The content of this workflow / scripts is too large to fit in one post - see these posts for the other parts/scripts:
- Additional resources - Automatically capture and annotate items: Markdown Annotation Helper
- Additional resources - Automatically capture and annotate items: DEVONthink helper, Smart rule scripts, JS/Markdown helper
I’ve read several threads on this forum about creating/extracting highlights, backlinking, working together with Obsidian etc. I’ve been developing a system to clip content, automatically capture PDFs (for long-term reference and search), automatically create/update annotations for captured resources, be able to link / use annotations in sync with Obsidian.
What these scripts do
- Automatically capture clipped bookmarks / URLs to PDF
- Automatically create an annotation for all captured content (bookmarks and PDF)
- Automatically link annotation files to captured content
- Update information in DT when update the annotation (.md) file (e.g. changing tags)
- Update information in .md file when updating MD (e.g. changing tags)
- Show links to original files and DT items based on Markdown metadata using JS (see last script)
- Use Keyboard Maestro to open files in Finder (circumventing Obsidian
file://
restrictions)
Caveat emptor
This is a highly personal setup. I’m providing these scripts and workflows because it might help others (and I’ve been able to build this based on the very helpful posts and comments on this forum myself!). There might be some generic pieces which could be interesting e.g. on processing Markdown files in the Helper scripts below.

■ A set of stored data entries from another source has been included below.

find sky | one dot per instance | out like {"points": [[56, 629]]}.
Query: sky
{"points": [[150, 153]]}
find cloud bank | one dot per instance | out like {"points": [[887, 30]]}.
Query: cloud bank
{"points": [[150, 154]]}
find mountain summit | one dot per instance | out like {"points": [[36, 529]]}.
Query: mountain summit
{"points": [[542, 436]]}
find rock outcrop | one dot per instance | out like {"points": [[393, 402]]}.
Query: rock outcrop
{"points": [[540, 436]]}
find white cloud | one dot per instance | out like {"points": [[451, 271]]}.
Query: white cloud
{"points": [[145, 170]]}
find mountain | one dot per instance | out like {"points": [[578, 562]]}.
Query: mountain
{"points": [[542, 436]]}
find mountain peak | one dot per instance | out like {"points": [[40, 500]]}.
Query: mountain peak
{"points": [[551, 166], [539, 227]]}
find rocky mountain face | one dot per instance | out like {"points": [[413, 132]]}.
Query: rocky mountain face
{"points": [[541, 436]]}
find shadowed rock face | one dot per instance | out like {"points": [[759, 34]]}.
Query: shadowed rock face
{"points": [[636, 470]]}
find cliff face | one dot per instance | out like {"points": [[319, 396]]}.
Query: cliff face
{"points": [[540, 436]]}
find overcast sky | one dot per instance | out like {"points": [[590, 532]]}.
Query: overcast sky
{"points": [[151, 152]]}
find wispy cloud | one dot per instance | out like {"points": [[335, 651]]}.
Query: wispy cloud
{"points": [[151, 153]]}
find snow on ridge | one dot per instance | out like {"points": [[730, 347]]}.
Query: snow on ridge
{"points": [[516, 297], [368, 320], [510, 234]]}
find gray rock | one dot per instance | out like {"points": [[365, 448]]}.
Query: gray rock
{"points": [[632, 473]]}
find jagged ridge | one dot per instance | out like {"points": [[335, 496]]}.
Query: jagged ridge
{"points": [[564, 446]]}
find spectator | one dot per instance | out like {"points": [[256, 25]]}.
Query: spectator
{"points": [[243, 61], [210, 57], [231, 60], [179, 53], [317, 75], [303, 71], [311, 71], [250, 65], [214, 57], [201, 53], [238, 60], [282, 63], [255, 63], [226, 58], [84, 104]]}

I’d be surprised if anyone gets this set up (or even wants to) in the same way I have (as my requirements are probably highly peculiar anyways) I’m probably not able to offer much support so this is mostly if you’re quite familiar with scripting in DEVONthink. It’s all AppleScript so I’m just waiting for @chrillek to write a JXA version of all of this
Why such an elaborate workflow?
My reasoning for this is that the annotation file can hold all “outgoing” information (the original URL, title, capture date, DT links, tags), but at the same time I’m staying ‘independent’ of DT when it might go away, not be available. It also prevents having to save all my captured (PDF) content directly to my Obsidian vault, while still getting all the context (URLs, highlights, notes etc.) - this makes it all more lightweight for daily use. Linking to a ‘resource’ in Obsidian, means linking to the .md file which hold all the relevant context to proceed from or add information to.
Workflow
When you’ve installed everything in this post (a lot!) you’re able to clip something as a bookmark or a PDF and automatically create / update annotations or items. As an added bonus you can also capture content by clipping it via an imported markdown file (e.g. via MarkDownload. Actually: using MarkDownload to clip content was how I originally started - currently I’m mostly clipping bookmarks or PDFs directly.
Annotation files
An annotation file looks like this (below) and is ‘linked’ via set annotation
. I’m not using the standard Annotation group or naming which DT uses, but I’m putting all annotations in a single annotationsGroup e.g. /Notes/Content, which is a folder in my Obsidian vault (this vault is also indexed in my DT)
---
date: 2022-03-13 22:50
url: https://gist.github.com/itst/780dee5c510db6d1327c34c39166eb0f
itemurl: x-devonthink-item://D6C8E1D6-B386-44BC-98DB-6FA7E08F9BDF
annotationurl: x-devonthink-item://95CCC418-3AED-4016-A02E-C4FCC7A67B9B
path: Resources/fiddle/pkm/read-later/Import and regularly replicate your Pinboard bookmarks in DEVONthink.pdf
tags: [fiddle,pkm,read-later,devonthink]
---
Excerpt:: Import and regularly replicate your Pinboard bookmarks in DEVONthink. - Pinboard.scpt
To install these scripts:
- Check the other posts and scripts: Additional resources - Automatically capture and annotate items: Markdown Annotation Helper and Additional resources - Automatically capture and annotate items: DEVONthink helper, Smart rule scripts, JS/Markdown helper
- Create a “/Content” group in a database (e.g. Resources) to put all your content in. I’m using Group Tags instead of folders
- All captured content is put in “/Content/00-captured”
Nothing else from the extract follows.